Il poursuit : « Celles-ci peuvent provoquer les moments qui se sont récemment produits, comme contre Leipzig ou maintenant ici à Heidenheim. Je sais qu’au premier regard, cela fait peur – mais pour moi, cela fait actuellement partie de mon quotidien. Je reçois le meilleur traitement médical possible et je suis très optimiste. » Selon ses propres mots, il n’existe « aucun risque supplémentaire pour [sa] santé au-delà de cela ».
Un diagnostic précis, une peur bien réelle
Ces « absences » décrites par Musiala correspondent à de brèves pertes de conscience, souvent liées à une forme de crise épileptique. Elles durent en général entre cinq et quinze secondes. Pendant cet instant, la personne fixe le vide, ne réagit plus, puis revient à elle rapidement… sans garder le moindre souvenir de la séquence.
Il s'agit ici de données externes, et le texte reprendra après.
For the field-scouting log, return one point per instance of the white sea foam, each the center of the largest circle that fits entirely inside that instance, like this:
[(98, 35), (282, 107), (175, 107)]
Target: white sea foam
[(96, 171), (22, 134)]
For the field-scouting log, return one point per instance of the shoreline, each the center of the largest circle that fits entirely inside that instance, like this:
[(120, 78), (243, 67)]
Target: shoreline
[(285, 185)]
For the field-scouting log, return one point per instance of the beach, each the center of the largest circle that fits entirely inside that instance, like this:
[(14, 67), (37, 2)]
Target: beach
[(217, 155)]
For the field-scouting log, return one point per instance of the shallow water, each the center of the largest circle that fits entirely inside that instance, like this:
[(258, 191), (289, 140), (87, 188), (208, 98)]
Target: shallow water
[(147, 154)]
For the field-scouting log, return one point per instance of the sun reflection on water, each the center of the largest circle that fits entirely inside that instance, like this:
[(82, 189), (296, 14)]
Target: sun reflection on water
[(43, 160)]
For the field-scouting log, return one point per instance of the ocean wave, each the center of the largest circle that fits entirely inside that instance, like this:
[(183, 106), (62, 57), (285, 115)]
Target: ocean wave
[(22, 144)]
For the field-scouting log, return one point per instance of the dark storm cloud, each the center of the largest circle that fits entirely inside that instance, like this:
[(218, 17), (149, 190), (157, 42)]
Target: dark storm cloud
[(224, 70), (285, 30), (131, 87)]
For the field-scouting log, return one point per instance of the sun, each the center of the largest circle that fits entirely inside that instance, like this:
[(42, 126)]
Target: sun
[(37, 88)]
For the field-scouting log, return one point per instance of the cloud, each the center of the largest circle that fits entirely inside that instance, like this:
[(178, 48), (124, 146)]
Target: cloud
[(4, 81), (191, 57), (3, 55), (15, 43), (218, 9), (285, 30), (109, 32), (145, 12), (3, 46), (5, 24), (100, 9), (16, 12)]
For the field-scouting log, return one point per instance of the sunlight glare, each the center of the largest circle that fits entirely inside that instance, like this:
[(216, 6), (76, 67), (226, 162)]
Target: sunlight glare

Ce trouble peut être pris en charge et guéri par un traitement médicamenteux adapté.
Sur le terrain, pourtant, l’explication médicale ne gomme ni l’angoisse des coéquipiers ni le choc visuel. Musiala avait déjà été victime d’un effondrement similaire en fin de match lors du récent amical face au RB Leipzig (3-1). Lundi, il avait manqué la présentation de l’équipe au Campus du club, se contentant d’une séance individuelle. Le voir rejouer dès Heidenheim avait donc déjà surpris plus d’un observateur.
Le 4-2 du Bayern relégué au second plan
Dans ce contexte, le résultat du match amical passe presque inaperçu. Le Bayern s’impose 4-2, mais la victoire ressemble à une note de bas de page. Felipe Chavez, Arijon Ibrahimovic, Luis Diaz et la nouvelle recrue Nathaniel Brown trouvent le chemin des filets pour le club munichois.
Les sourires sont mesurés. Les regards, eux, restent tournés vers le vestiaire.
Sportivement, le calendrier ne ralentit pas : dès samedi, le Bayern se déplace sur la pelouse du Borussia Dortmund pour la Supercoupe. La question est claire, brutale : dans quel état sera Jamal Musiala pour le début des choses sérieuses ?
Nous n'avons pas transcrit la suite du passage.